Signers included Google DeepMind CEO Demis Hassabis, Anthropic CEO Dario Amodei, and OpenAI CEO Sam Altman, who recently told Congress he was worried the technology could go “quite wrong” and urged them to impose regulations on the industry. The three industry leaders met with US President Joe Biden and Vice President Kamala Harris earlier this month to discuss potential regulations. Numerous executives from their companies also added their names to Tuesday’s statement. 

Geoffrey Hinton and Yoshua Bengio, considered the “godfathers of AI” for their work on neural networks, were listed first on the document, though Yann LeCun, who did the research with them and now runs AI research for Meta, did not sign. Hinton left his position at Google earlier this month to sound the alarm about AI risks and has said he sometimes regrets his life’s work. 

The letter represents a “coming out” for industry leaders who previously kept their concerns about the future of AI under wraps, Center for AI Safety executive director Dan Hendrycks told the New York Times on Tuesday.

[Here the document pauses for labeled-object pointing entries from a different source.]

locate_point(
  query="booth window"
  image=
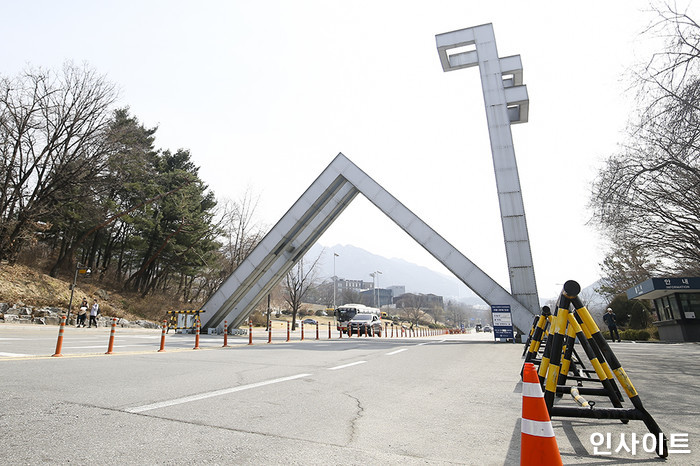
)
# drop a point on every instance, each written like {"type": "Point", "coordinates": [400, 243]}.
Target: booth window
{"type": "Point", "coordinates": [690, 302]}
{"type": "Point", "coordinates": [666, 308]}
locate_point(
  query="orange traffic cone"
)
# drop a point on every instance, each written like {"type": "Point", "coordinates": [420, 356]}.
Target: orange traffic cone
{"type": "Point", "coordinates": [538, 446]}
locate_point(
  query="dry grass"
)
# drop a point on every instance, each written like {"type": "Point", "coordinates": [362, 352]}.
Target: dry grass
{"type": "Point", "coordinates": [23, 284]}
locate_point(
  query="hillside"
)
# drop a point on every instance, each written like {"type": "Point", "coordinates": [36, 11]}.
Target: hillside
{"type": "Point", "coordinates": [22, 284]}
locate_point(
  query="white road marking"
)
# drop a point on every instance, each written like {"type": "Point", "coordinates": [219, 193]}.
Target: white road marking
{"type": "Point", "coordinates": [346, 365]}
{"type": "Point", "coordinates": [202, 396]}
{"type": "Point", "coordinates": [97, 346]}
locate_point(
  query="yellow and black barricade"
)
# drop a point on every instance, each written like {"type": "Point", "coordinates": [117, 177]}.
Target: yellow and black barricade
{"type": "Point", "coordinates": [578, 325]}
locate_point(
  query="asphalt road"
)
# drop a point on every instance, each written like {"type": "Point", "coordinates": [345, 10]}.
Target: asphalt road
{"type": "Point", "coordinates": [431, 400]}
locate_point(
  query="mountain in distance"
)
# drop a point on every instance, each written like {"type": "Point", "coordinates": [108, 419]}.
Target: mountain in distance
{"type": "Point", "coordinates": [357, 264]}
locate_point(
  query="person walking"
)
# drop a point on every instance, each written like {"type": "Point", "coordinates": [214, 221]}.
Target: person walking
{"type": "Point", "coordinates": [82, 313]}
{"type": "Point", "coordinates": [94, 312]}
{"type": "Point", "coordinates": [611, 322]}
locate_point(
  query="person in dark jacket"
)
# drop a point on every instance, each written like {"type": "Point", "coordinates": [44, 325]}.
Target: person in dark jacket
{"type": "Point", "coordinates": [611, 322]}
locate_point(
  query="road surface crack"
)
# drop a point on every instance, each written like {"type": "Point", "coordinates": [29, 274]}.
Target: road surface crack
{"type": "Point", "coordinates": [353, 421]}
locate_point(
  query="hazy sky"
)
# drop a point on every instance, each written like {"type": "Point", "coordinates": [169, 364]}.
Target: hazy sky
{"type": "Point", "coordinates": [266, 93]}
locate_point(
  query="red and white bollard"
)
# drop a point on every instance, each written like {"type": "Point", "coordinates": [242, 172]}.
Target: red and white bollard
{"type": "Point", "coordinates": [225, 334]}
{"type": "Point", "coordinates": [110, 347]}
{"type": "Point", "coordinates": [59, 342]}
{"type": "Point", "coordinates": [162, 337]}
{"type": "Point", "coordinates": [196, 336]}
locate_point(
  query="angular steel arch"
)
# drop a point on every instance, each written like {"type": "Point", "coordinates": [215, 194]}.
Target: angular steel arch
{"type": "Point", "coordinates": [309, 218]}
{"type": "Point", "coordinates": [506, 102]}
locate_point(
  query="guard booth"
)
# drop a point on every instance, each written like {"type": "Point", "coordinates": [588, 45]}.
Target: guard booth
{"type": "Point", "coordinates": [676, 306]}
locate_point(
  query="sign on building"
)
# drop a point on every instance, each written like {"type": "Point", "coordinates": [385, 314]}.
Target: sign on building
{"type": "Point", "coordinates": [502, 322]}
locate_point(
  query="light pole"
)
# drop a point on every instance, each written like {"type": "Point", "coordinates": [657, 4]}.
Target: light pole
{"type": "Point", "coordinates": [375, 284]}
{"type": "Point", "coordinates": [335, 279]}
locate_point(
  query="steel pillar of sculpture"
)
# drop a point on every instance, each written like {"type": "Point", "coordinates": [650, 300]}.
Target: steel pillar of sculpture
{"type": "Point", "coordinates": [506, 102]}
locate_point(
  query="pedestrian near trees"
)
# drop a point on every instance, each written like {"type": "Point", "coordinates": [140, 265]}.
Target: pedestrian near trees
{"type": "Point", "coordinates": [94, 312]}
{"type": "Point", "coordinates": [611, 322]}
{"type": "Point", "coordinates": [82, 313]}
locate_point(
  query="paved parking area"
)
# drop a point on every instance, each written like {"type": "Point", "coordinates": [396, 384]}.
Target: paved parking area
{"type": "Point", "coordinates": [437, 400]}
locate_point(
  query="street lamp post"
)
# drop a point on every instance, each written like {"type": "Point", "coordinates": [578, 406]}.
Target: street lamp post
{"type": "Point", "coordinates": [375, 284]}
{"type": "Point", "coordinates": [335, 279]}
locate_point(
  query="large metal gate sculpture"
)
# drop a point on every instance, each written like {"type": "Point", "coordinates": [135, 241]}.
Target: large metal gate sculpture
{"type": "Point", "coordinates": [506, 102]}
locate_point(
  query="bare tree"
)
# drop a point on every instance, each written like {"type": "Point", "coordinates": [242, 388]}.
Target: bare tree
{"type": "Point", "coordinates": [297, 283]}
{"type": "Point", "coordinates": [53, 144]}
{"type": "Point", "coordinates": [647, 196]}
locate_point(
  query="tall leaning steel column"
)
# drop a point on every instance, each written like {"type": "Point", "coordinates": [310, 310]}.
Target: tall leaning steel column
{"type": "Point", "coordinates": [506, 101]}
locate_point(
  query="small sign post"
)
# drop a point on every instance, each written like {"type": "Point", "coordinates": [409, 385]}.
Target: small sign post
{"type": "Point", "coordinates": [502, 323]}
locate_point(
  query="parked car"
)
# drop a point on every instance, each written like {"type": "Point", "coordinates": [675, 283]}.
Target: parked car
{"type": "Point", "coordinates": [365, 322]}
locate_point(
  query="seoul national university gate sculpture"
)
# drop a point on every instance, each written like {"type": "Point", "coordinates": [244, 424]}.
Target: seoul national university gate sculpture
{"type": "Point", "coordinates": [506, 101]}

“There’s a very common misconception, even in the AIA community, that there are only a handful of doomers,” he explained, clarifying that “many people privately would express concerns about these things.” 

The message echoes another open letter published in March by the Future of Life Institute, arguing for a six-month moratorium on large-scale AI developments in order to avoid “an out-of-control race to develop and deploy ever more powerful digital minds.” That message was signed by more than 1,000 influential figures in tech, including billionaire Elon Musk, who just received US government approval to go ahead with human testing on his Neuralink brain-computer interface, which is meant to give people a competitive advantage against AI.

Not all AI influencers are gun-shy, however. Nvidia CEO Jensen Huang recently told an audience at National Taiwan University that those who didn’t jump on the AI juggernaut would see their jobs stolen, their companies perish, and themselves eaten – at least metaphorically – while Microsoft co-founder Bill Gates, a big AI investor, insists the technology will bring only “huge benefits.”